After the ceasefire, Manuel Camacho was designated the government representative for peace relations between the Mexican state and the Zapatistas. On 21 February 1994, members of the EZLN, Manuel Camacho, and intermediary bishop Samuel Ruiz met in San Cristóbal de las Casas to discuss peace agreements. However, the EZLN rejected government propositions on 12 June. Peace discussions were also further interrupted by the Mexican army's invasion of the land that Zapatistas had occupied in February 1995. The San Andrés Accords peace agreement was finally signed by the Zapatistas and Mexican government in February 1996.

The Zapatista Uprising has been credited for long-term changes in Mexico, including the state's increasing democratization, as a result of the strengthening of Mexican civil society. After the uprising, civilians continued to mobilize for further inclusion and expansion of human rights, democracy, healthcare, and education in Mexico. The militarization of Chiapas increased by over 200% from 1994 to 1999, likely in an effort of the state to suppress indigenous resistance, such as the Zapatista uprising.

However, the Mexican Government failed to fully meet the call for indigenous sovereignty and the demands of the Zapatistas. From 1994 to 2003, members and supporters of the movement continued to march in protests, block roads, seize land, and organize strikes. Originally negotiated between the Zapatistas and Mexican government in 1996 but not passed until 2001, the Indigenous Rights Bill of 2001 made great promises to meet many of the Zapatistas' demands to improve indigenous autonomy and rights. However, last-minute changes to the bill watered down the promises, and some indigenous leaders saw it as another mitigation technique used by the government to stop indigenous protests and offer no long-term systemic change. Many within the EZLN and supporters of the Zapatistas compared it to the San Andres Accords for not fulfilling the demands of the indigenous peoples.
===Zapatista activities===

The EZLN established Rebel Zapatista Autonomous Municipalities in the state of Chiapas. Five caracoles, or organizing regions, were established in 2003, and seven new caracoles were established in 2019. The municipalities focused on implementing popular democratic infrastructure, collective control of the land, health care, education, and the promotion of women's rights.

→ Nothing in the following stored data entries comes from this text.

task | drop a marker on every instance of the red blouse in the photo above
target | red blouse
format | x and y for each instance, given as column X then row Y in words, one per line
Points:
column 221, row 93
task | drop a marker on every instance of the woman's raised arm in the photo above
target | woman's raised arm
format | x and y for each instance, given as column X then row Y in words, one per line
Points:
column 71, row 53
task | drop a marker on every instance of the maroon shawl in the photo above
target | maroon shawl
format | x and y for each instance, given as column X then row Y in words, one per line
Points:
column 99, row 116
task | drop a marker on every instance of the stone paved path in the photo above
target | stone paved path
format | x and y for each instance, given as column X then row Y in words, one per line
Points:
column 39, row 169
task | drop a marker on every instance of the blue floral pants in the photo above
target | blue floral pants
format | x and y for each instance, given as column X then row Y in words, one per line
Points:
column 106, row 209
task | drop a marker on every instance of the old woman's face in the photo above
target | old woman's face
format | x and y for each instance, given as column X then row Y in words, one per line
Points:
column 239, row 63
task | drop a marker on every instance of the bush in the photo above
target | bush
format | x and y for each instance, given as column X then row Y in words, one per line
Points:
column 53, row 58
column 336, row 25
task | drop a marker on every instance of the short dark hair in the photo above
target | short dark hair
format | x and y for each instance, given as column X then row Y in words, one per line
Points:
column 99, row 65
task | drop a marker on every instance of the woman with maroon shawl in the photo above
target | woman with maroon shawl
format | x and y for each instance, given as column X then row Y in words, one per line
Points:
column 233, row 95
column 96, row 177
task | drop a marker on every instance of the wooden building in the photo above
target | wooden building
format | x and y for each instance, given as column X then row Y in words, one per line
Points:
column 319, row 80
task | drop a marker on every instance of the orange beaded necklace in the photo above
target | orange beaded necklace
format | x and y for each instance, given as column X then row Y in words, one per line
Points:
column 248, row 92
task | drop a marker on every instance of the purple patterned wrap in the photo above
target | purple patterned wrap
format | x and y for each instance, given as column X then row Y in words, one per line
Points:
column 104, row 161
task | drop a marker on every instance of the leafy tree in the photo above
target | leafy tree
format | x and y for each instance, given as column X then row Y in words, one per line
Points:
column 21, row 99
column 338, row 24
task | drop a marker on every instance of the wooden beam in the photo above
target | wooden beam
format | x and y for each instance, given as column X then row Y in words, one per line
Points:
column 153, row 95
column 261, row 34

The Zapatista Movement has extended beyond the uprising in 1994 as both an international solidarity movement and a source of lessons and inspiration for grassroots social movements across the world, including the U.S. Occupy Movement in 2011, and the protests in 2014 after the disappearance of 43 students from a rural teacher's college in Mexico. The Zapatista Movement, empathetic and active in fighting for women's rights, posited dismantling the patriarchy as a primary goal, which has become increasingly more important in their philosophy as time goes on. The Zapatistas have inspired movements seeking to dismantle the patriarchy through their revolutionary inclusion of women in mobilization efforts. In March 2018, the Zapatistas coordinated an inaugural international gathering in the autonomous region of Caracol of Morelia in Chiapas called “International Gathering of Women Who Struggle.” Women from over 50 countries attended the gathering. Over three days, the women focused on building solidarity, strength, and educating each other on topics such as climate change, mass incarceration, gender-based violence, labor movements, and indigenous rights. The gathering is an example of an international popular grassroots education and solidarity inspired and coordinated by the Zapatistas. These networks and displays of international solidarity and mutual aid between activists are sometimes referred to as “International Zapatismo”. The movement represents a fight for justice, autonomy, and freedom from State, political, and economic oppression. The Zapatistas have become a global symbol of indigenous sovereignty.

==Legacy==
This event is the inspiration of Rage Against the Machine's song "People of the Sun".